Elle découvrait des raisons tellement invraisemblables que nous cessions de nager pour en rire.
Elle nous plaisait aussi, comme femme; et La Tôque, qui ne ramait jamais et qui demeurait tout le long des jours assis à côté d'elle au fauteuil de barre, répondit une fois à la demande ordinaire:
—Pourquoi t'appelle-t-on Mouche?
—Parce que c'est une petite cantharide!
Oui, une petite cantharide bourdonnante et enfiévrante, non pas la classique cantharide empoisonneuse, brillante et mantelée, mais une petite cantharide aux ailes rousses qui commençait à troubler étrangement l'équipage entier de la Feuille-à-l'Envers.
Que de plaisanteries stupides, encore, sur cette feuille où s'était arrêtée cette Mouche.

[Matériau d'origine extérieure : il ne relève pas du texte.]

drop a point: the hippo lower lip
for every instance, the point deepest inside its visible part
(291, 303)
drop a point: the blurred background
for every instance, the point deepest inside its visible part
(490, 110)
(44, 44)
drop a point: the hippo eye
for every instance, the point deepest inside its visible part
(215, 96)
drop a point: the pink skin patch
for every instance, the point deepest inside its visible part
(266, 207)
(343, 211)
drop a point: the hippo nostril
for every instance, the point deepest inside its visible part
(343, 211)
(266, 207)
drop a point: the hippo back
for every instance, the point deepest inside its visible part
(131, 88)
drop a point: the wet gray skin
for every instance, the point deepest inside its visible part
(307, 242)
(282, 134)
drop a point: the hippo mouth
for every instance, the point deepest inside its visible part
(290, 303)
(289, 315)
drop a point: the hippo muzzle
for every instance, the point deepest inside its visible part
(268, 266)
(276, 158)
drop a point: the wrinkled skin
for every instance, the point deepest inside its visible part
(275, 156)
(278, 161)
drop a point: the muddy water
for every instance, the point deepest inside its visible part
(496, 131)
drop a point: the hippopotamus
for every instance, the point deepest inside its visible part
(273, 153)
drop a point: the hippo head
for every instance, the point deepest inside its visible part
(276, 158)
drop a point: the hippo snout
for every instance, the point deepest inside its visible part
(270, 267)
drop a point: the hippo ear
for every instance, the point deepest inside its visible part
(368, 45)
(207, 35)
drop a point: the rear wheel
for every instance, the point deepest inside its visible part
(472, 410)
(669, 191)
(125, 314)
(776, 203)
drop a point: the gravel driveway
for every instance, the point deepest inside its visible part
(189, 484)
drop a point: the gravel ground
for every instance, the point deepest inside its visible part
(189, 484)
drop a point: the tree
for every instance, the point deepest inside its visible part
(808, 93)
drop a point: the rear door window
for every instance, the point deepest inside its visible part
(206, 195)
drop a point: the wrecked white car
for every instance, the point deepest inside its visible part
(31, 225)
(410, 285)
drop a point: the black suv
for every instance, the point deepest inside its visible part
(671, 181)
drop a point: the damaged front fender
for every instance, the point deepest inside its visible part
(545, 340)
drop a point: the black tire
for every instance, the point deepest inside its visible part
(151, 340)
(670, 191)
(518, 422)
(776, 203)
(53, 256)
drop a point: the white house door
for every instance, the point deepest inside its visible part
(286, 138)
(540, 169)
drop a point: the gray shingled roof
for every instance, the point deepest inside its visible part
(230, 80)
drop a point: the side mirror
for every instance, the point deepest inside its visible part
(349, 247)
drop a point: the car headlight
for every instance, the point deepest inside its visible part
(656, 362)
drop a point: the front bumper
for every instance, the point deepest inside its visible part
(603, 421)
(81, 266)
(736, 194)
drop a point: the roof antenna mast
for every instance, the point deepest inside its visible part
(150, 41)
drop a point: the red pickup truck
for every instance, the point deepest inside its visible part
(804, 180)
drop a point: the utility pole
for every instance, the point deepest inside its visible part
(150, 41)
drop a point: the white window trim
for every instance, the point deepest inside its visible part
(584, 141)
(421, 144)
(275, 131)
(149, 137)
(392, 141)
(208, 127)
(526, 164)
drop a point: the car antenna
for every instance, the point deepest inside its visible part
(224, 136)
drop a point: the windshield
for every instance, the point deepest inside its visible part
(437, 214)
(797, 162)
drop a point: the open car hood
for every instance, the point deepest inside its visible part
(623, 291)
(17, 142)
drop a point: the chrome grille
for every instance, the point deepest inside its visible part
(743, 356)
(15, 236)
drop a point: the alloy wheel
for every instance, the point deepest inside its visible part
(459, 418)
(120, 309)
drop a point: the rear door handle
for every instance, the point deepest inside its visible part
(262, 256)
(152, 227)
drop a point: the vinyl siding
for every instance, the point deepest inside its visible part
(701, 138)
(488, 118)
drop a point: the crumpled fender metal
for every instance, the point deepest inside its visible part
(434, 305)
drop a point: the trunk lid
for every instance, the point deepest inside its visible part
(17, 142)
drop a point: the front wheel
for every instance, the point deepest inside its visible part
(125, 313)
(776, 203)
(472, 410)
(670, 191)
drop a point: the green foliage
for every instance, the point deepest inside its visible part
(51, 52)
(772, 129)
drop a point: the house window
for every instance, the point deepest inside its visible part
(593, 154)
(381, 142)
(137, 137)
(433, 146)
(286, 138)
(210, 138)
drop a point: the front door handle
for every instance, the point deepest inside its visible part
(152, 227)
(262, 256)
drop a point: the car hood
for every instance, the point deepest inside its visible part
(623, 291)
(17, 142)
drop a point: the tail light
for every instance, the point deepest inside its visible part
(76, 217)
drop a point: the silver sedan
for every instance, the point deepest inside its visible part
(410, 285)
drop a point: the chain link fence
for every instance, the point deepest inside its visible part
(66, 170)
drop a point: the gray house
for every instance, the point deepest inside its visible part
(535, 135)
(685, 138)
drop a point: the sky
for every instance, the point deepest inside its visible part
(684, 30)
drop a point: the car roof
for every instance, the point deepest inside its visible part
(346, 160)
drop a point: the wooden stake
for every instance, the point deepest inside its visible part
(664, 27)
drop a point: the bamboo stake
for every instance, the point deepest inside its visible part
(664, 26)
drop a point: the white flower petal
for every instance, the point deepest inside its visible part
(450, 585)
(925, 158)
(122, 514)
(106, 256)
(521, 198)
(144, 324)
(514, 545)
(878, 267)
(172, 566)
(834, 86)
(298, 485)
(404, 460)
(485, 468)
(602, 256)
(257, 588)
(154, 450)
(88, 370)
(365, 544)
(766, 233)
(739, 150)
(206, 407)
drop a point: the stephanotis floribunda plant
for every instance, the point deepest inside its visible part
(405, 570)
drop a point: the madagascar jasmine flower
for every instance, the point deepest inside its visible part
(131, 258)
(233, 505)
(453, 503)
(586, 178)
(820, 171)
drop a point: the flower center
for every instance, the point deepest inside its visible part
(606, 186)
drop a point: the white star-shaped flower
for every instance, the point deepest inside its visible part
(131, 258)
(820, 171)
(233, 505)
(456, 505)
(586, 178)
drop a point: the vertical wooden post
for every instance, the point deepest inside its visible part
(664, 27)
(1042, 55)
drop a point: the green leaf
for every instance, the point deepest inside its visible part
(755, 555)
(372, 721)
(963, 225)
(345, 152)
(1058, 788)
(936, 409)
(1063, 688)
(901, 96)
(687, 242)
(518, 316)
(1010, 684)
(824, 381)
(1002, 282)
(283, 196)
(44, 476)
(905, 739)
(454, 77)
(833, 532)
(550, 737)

«N'a-qu'un-Oeil,» depuis l'arrivée de «Mouche» dans le bateau, avait pris au milieu de nous un rôle prépondérant, supérieur, le rôle d'un monsieur qui a une femme à côté de quatre autres qui n'en ont pas. Il abusait de ce privilège au point de nous exaspérer parfois en embrassant Mouche devant nous, en l'asseyant sur ses genoux à la fin des repas et par beaucoup d'autres prérogatives humiliantes autant qu'irritantes.
On les avait isolés dans le dortoir par un rideau.
Mais je m'aperçus bientôt que mes compagnons et moi devions faire au fond de nos cerveaux de solitaires le même raisonnement: «Pourquoi, en vertu de quelle loi d'exception, de quel principe inacceptable, Mouche, qui ne paraissait gênée par aucun préjugé, serait-elle fidèle à son amant, alors que les femmes du meilleur monde ne le sont pas à leurs maris.»